At some point in the past my son was I a a major accident for which he was hospitalized for 5 days in Stanford and they sent us a bill of over $250k but their agreed to rate for that service with Kaiser was less than $50k which is what Kaiser paid as our healthcare provider.
Dominique Trempont
I experienced the US healthcare system in business 25 years ago. We had a smart card solution that had the potential of streamlining (-50%) most of the healthcare administrative tasks and cost duplications. Enormous waste. These solutions were widely implemented in Europe and Asia. I recruited top players in Washington on the Board. We could not have ONE deployment going. Unions fighting, insurance fighting, the whole system was fighting etc. I decided to pull out and focus elsewhere.
Matt Granovetter
Thought provoking. Thx, Venta.
We now know from Covid vaccines that corruption contaminates both non-profit and profit health care. Decisions are made based on profit and agenda in both systems rather than what’s best for people. So I doubt that an orchestra leader will be safe. Unless he’s a saint. Unfortunately, not all doctors or researchers are actually dedicated to better health. If they were, they would be promoting healthy lifestyle and protocols to boost immune systems instead of the "one solution fits all vaccines," which turned out to do the opposite. Unfortunately, the press is mostly a mockingbird mockery of investigative reporting, siding with those who pay them off. So many viewers become brainwashed.
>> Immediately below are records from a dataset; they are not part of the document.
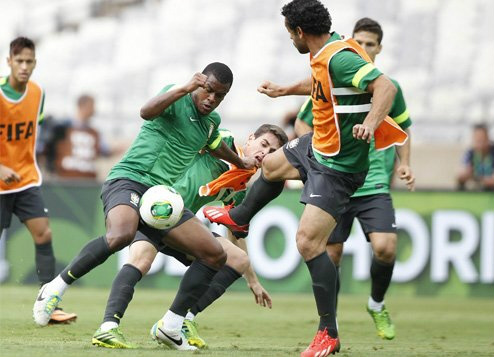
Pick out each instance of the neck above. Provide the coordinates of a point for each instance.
(17, 86)
(315, 43)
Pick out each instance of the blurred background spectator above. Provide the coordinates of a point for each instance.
(71, 147)
(477, 169)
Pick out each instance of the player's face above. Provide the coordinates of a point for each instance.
(369, 42)
(297, 39)
(207, 98)
(259, 147)
(22, 65)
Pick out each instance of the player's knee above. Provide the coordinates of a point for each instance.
(118, 240)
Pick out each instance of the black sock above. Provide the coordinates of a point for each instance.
(225, 277)
(259, 195)
(121, 293)
(45, 262)
(193, 286)
(91, 255)
(381, 273)
(323, 274)
(337, 286)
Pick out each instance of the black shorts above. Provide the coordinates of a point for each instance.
(324, 187)
(25, 205)
(374, 212)
(127, 192)
(182, 257)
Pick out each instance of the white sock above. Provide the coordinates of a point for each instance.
(172, 321)
(374, 305)
(57, 286)
(108, 325)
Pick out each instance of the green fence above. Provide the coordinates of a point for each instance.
(445, 246)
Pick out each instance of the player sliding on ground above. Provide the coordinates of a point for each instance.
(180, 121)
(208, 179)
(333, 162)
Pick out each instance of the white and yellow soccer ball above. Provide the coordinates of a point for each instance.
(161, 207)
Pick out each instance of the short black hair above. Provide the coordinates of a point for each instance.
(369, 25)
(273, 129)
(310, 15)
(18, 44)
(221, 71)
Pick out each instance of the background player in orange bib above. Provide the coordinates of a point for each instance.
(21, 111)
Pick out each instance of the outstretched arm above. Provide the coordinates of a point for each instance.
(274, 90)
(260, 294)
(404, 171)
(156, 105)
(224, 152)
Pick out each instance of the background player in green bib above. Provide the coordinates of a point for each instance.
(372, 204)
(180, 121)
(205, 168)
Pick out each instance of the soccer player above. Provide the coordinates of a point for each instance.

On the bright side, the freedom of speech in the newest technological social media allows people to think for themselves based on evidence and common sense. So we hope to survive by our own power to analyze the facts and pass on to others the truth.
Hemant Lall
The two most basic needs of a person are health and safety. The government does an excellent job of protecting its people with its military might. Why not the health of the people, too? I agree with Vinita — a shift towards a single-payer system is the way to go.
Hemant
Prakash
I guess you haven’t seen Michael Moore’s movie sicko. From whatever I have read and seen, my impression is that it (what goes for US healthcare system) is a predatory money-grabbing machine.
Just one example should suffice. FT had published an article on the cost of Mebendazole tablet in US. At most any place in the world, it is equivalent to a few cents per tablet. In the US it was ~450 US dollars/tablet!
There are many other examples. The story of epipen and so on. This article helps confirm my hypothesis that people who have a lot of money are unable to reach or see some facts.